Grazie a questo automatismo risolveremmo un problema che ci trasciniamo da almeno 15 anni.
L’ammontare complessivo del debito è sconosciuto L’aspetto più paradossale di questa vicenda è che non si conosce con precisione a quanto ammonta il debito commerciale della nostra PA: una cosa inverosimile, sebbene le imprese che lavorano per il pubblico siano obbligate da qualche anno a emettere la fattura elettronica.
Come funzionano i pagamenti in queste transazioni commerciali?

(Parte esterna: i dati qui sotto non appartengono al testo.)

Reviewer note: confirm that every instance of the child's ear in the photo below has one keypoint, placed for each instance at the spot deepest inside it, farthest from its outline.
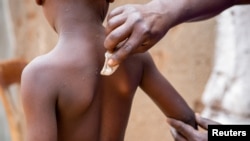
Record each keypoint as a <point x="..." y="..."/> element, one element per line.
<point x="40" y="2"/>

Una volta che il fornitore emette la fattura elettronica, questa transita attraverso una piattaforma controllata dal Ministero dell’Economia e delle Finanze detta SdI (Sistema di Interscambio) che la smista all’ente o alla struttura pubblica a cui è indirizzata. I dati della fattura elettronica vengono acquisiti dalla Piattaforma dei Crediti Commerciali (PCC) che dovrebbe registrare tutti i pagamenti riconducibili alle transazioni commerciali della PA.

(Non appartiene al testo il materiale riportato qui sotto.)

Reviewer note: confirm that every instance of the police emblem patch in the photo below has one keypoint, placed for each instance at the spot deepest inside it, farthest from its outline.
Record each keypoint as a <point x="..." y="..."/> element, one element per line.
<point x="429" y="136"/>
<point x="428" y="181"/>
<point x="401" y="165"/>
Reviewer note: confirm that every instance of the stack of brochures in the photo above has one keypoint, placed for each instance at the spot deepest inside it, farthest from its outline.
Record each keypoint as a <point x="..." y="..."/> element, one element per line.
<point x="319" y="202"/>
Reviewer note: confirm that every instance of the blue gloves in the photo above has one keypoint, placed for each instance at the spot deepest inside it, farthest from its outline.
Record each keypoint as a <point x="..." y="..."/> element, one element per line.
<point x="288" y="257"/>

Per cercare di intercettare la totalità delle transazioni è stato istituito il Siope+, un sistema di rilevazione telematica degli incassi e dei pagamenti degli enti pubblici.
Per alimentare il Siope+ tutte le amministrazioni pubbliche devono ordinare gli incassi e i pagamenti esclusivamente con modalità informatica.

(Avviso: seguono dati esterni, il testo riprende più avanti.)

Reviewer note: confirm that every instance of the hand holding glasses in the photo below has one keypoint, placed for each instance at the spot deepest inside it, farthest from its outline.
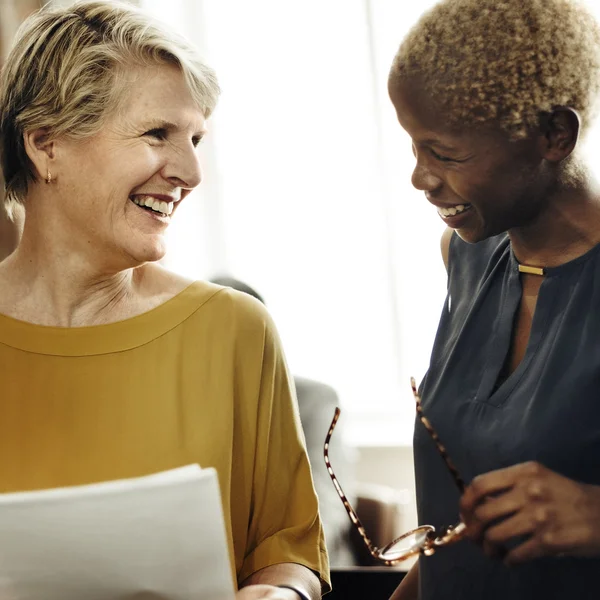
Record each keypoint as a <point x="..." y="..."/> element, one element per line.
<point x="425" y="539"/>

Sebbene questa modalità sia iniziata gradualmente e diventata poi operativa a tutti gli effetti a partire dal luglio del 2017, il MEF non conosce ancora adesso a quanto ammonta complessivamente il debito commerciale in capo a tutte le Amministrazioni pubbliche con i propri fornitori, molto probabilmente perché una buona parte dei committenti pubblici, in particolar modo gli enti periferici, continuano a effettuare i pagamenti senza transitare per la piattaforma e con scadenze ben superiori a quelle fissate dalla legge.
Secondo i dati presentati dall’ Eurostat nell’ottobre scorso, negli ultimi 4 anni i debiti commerciali nel nostro Paese di sola parte corrente sono in costante aumento.
Secondo le stime redatte a livello europeo, nel 2019 lo stock avrebbe toccato i 47,4 miliardi di euro.
Nonostante le promesse politiche e gli impegni di spesa presi dalle delle Amministrazioni pubbliche, le imprese fornitrici faticano a farsi pagare.
Ma la cosa più inammissibile di tutta questa vicenda è che nessuno è in grado di affermare a quanto ammonta ufficialmente il debito commerciale della nostra PA; ovverosia aggiungere ai debiti di parte corrente anche la quota riferita al conto capitale, sebbene da qualche anno le imprese che lavorano per il pubblico abbiano l’obbligo di emettere la fattura elettronica.